- Developers: Dinamic Software; Karoshi (MSX conversion);
- Publishers: Dinamic Software; Silversoft (United Kingdom); Karoshi (MSX conversion);
- Programmer: Víctor Ruiz
- Artist: Luis Rodríguez Soler
- Series: Johnny Jones
- Platforms: ZX Spectrum; MSX;
- Release: ZX Spectrum: 1984; MSX: 6 December 2005;
- Genres: Action-adventure; Maze;
- Mode: Single-player

= Saimazoom =

1984 video game

Saimazoom is a 1984 action video game-adventure video game developed by Dinamic Software in Spain for the ZX Spectrum. It was distributed in the United Kingdom by Silversoft. A 2005 conversion for the MSX was developed by Karoshi. It was the first of three in a trilogy of titles by the developer including Babaliba and Abu Simbel Profanation.
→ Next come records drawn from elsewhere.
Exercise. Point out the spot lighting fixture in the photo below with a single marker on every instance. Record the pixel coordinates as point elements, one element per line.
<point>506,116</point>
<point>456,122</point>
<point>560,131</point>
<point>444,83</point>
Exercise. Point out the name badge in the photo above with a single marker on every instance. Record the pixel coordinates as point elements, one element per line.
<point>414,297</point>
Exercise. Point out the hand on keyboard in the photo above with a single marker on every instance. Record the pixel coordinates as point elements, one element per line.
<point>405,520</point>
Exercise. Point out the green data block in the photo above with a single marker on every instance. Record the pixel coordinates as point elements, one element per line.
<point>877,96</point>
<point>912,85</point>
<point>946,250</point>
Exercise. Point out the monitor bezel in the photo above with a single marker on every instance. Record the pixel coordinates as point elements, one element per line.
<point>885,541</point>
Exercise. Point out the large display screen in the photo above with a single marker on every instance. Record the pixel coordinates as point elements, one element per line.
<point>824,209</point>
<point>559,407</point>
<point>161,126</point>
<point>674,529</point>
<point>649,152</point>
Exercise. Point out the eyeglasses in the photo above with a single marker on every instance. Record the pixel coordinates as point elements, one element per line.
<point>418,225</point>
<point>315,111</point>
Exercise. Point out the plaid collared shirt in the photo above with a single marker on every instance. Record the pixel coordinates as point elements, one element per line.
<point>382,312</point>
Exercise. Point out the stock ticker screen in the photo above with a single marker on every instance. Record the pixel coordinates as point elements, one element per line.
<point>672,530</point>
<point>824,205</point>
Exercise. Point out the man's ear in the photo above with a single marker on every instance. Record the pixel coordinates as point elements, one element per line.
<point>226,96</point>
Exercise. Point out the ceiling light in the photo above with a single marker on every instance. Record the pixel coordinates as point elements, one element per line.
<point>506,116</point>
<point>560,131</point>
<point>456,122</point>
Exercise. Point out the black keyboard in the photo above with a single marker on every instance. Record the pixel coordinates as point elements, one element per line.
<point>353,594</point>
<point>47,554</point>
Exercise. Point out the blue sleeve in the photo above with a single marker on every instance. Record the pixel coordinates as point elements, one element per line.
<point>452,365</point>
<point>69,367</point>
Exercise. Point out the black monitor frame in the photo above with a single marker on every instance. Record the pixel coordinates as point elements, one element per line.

The game was a commercial success.

== Gameplay ==

Playing as Johny Jones, an explorer, players must search for sacks of coffee hidden in the jungle, whilst avoiding obstacles such as snakes, by using items such as boats or knives for cutting through the vegetation of the jungle.

== Development ==

Development was led by programmer Victor Ruiz. Ruiz. Ruiz stated the concept was influenced by viewing Spanish television advertisements for Saimaza Coffee. Luis Rodríguez Soler designed the cover art. The first version of the game was released on cassette for the ZX Spectrum in 1984.